He was in the world and the world came into existence through him, and the world did not recognize him. He came to his own land and his own people did not accept him. As many, however, as did accept him, to these he gave the right to become children of God — namely the ones believing in his Gospel revelation, his religion. These were born not from blood, nor from the desire of the flesh nor from the desire of a male, but from God. And the word became a human being and tabernacled among us, and we beheld his glory, the glory as of a uniquely begotten Son from a Father, full of grace and truth.
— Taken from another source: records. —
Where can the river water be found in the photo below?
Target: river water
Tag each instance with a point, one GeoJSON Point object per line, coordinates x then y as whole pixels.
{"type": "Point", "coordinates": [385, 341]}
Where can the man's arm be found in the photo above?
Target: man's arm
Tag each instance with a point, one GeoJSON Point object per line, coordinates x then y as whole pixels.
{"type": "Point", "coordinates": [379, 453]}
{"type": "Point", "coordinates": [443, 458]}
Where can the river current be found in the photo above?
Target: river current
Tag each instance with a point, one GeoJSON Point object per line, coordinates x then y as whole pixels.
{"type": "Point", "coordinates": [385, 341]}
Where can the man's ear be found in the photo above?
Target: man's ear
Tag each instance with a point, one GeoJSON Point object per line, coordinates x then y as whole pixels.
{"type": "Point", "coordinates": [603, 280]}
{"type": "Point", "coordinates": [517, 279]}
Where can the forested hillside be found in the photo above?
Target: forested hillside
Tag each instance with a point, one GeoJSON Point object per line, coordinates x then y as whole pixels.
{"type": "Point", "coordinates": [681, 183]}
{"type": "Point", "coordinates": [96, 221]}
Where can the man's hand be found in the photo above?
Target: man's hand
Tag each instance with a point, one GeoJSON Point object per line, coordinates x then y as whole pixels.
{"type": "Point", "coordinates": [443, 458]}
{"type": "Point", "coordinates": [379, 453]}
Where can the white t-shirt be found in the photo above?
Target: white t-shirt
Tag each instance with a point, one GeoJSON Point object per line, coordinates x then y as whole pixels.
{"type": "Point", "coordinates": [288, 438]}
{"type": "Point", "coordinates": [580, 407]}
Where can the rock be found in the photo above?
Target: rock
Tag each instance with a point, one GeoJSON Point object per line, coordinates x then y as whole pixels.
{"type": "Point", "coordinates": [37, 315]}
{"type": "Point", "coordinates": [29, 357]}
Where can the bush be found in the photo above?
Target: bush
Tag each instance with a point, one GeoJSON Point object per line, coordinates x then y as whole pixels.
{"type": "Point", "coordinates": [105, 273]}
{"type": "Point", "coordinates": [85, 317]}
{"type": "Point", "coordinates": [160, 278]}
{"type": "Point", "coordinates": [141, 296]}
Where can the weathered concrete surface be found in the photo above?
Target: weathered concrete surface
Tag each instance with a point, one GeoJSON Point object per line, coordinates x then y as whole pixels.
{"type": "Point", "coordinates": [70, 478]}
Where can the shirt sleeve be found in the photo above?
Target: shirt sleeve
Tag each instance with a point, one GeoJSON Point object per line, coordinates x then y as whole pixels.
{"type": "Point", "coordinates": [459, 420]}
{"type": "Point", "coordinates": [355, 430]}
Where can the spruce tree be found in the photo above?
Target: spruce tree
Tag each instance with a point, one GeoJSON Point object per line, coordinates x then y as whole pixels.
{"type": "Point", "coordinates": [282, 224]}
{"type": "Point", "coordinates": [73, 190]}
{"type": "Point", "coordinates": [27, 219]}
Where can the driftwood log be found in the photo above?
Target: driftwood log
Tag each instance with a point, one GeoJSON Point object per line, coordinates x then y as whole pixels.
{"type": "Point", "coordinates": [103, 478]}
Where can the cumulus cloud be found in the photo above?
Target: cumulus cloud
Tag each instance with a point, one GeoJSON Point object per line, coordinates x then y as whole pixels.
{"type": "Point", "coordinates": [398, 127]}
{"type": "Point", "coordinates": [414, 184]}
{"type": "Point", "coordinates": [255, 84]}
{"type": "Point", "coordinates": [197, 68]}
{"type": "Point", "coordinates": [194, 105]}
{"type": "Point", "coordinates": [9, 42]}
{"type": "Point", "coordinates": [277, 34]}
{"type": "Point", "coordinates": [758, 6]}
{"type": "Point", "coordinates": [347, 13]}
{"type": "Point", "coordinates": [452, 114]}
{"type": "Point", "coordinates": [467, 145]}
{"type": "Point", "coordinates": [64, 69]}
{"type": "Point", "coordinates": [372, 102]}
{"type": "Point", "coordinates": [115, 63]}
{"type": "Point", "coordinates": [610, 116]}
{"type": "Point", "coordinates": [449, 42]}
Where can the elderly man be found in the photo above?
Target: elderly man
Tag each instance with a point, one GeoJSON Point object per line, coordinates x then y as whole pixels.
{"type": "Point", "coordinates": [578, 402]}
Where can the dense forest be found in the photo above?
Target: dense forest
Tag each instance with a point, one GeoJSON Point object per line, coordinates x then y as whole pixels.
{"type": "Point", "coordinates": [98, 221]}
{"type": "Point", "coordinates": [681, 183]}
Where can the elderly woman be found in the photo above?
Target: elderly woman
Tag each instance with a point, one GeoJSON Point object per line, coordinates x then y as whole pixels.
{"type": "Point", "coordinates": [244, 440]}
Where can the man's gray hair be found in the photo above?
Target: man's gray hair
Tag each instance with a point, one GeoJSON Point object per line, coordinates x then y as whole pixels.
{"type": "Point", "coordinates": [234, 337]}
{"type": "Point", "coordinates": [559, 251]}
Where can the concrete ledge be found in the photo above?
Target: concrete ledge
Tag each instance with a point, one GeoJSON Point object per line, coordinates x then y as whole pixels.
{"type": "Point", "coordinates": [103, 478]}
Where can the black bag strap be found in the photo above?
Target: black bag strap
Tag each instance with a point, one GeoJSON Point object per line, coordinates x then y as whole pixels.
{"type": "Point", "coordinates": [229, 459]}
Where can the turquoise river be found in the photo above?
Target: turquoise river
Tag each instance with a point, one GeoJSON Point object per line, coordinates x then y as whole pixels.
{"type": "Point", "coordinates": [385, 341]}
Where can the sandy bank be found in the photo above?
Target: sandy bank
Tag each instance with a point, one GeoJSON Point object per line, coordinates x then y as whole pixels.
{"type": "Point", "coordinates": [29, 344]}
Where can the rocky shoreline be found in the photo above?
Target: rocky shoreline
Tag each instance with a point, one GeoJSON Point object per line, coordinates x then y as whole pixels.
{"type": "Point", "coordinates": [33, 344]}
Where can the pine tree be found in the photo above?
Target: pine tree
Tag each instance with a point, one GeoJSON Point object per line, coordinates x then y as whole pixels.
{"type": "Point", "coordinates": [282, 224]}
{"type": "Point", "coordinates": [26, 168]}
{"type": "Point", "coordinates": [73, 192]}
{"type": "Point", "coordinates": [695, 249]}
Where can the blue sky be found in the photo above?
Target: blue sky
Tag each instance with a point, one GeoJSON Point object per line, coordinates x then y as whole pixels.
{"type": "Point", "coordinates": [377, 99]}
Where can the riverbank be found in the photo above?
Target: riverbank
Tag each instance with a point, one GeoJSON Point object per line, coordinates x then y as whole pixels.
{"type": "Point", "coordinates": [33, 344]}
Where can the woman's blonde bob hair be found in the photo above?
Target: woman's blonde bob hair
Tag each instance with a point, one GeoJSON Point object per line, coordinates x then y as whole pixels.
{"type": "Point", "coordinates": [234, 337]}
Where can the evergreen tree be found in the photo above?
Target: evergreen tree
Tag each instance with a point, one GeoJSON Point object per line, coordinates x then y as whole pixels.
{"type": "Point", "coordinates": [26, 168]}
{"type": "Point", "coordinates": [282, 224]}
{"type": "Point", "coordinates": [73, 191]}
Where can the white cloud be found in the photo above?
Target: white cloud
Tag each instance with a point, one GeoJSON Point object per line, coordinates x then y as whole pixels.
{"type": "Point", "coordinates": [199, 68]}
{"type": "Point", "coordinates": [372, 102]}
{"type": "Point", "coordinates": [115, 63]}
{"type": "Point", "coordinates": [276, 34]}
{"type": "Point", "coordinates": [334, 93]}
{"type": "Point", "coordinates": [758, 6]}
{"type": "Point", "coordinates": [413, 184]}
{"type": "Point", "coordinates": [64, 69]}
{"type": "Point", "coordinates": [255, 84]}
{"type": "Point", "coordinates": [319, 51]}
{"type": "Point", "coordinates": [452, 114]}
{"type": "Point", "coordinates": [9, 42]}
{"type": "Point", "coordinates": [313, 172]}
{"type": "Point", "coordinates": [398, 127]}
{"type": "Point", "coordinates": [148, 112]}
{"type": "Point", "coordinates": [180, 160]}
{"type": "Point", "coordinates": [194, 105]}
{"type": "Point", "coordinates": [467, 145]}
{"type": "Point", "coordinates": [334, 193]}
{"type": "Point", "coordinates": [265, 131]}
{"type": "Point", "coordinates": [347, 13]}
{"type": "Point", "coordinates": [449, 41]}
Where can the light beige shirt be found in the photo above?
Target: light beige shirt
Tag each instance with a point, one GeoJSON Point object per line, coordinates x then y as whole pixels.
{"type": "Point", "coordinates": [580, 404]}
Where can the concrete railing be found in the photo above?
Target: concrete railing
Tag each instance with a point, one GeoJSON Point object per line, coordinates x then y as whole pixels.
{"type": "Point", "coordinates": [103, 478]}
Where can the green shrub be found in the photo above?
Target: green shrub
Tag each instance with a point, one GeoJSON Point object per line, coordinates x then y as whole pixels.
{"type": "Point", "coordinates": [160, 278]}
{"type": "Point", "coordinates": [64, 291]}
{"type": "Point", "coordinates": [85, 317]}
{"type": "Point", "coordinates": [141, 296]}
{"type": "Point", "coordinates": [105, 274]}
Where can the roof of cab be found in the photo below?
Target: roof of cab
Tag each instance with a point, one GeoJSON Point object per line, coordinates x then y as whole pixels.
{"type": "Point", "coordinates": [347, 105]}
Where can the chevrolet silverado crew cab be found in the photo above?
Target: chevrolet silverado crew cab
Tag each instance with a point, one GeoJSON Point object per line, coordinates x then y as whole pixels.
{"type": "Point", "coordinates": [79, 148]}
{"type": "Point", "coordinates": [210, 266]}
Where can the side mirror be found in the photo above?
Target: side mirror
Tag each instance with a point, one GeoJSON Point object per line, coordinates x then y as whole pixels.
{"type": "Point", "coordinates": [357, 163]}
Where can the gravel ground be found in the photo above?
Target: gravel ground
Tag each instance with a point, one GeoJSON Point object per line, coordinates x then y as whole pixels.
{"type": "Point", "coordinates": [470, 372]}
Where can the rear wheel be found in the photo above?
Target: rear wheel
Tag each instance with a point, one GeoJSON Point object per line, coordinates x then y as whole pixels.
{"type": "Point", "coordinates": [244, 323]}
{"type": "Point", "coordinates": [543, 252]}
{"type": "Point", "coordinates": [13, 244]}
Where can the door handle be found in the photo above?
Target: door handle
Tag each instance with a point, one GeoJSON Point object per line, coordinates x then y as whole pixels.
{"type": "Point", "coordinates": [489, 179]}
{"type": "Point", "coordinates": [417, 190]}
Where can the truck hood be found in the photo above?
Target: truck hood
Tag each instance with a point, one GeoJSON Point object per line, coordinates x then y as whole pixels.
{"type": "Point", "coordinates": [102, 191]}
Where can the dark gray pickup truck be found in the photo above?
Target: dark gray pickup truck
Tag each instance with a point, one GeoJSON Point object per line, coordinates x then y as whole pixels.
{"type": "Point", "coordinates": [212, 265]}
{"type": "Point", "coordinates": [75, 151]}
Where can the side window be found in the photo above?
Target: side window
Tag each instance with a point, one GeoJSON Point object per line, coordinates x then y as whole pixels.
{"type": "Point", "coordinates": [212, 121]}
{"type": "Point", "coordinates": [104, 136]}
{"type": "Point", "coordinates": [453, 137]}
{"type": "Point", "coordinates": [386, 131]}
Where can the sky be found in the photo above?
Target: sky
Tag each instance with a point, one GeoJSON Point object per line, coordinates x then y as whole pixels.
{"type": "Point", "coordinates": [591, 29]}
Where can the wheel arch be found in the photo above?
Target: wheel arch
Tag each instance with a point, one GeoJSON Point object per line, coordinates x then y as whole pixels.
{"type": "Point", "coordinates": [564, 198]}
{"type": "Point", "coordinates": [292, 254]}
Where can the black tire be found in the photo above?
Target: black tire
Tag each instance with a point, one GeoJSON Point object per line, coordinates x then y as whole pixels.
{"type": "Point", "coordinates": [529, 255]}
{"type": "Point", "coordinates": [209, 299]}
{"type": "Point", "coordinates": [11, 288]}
John witnessed concerning him and cried out with these words, “This was the one of whom I said, ‘The one coming after me has now moved ahead of me, because he always was my superior.’” Because from his fullness all of us have received grace followed by grace. Because the law was given by God through Moses, but grace and truth came through Jesus Christ. No one has seen God at any time. A uniquely begotten Son, one who is in the bosom of the Father — he has explained God. And this is the witness of John, when the Jews sent a commission of priests and Levites to him from Jerusalem to ask him, “Who are you?” And he confessed and did not deny, “I am not the Christ.” And they asked him, “Who are you? Are you Elijah?” And he said, “I am not.” “Are you the prophet?” And he answered, “No.” And they said to him, “Who are you? So that we can give an answer to those who sent us. What do you say about yourself?” He said, “I am the voice of one crying out in the wilderness, ‘Make straight the way of the Lord God,’ as Isaiah the prophet spoke.” And the ones sent were from the Pharisees. And they asked him a further question, “Why do you baptize if you are not the Messiah, or Elijah or the prophet who was to come?” John answered them, “I am baptizing in water. Among you there stands one whom you do not recognize — the one coming after me, the thongs of whose sandals I am not worthy to untie.” These things happened in Bethany beyond the Jordan where John was baptizing.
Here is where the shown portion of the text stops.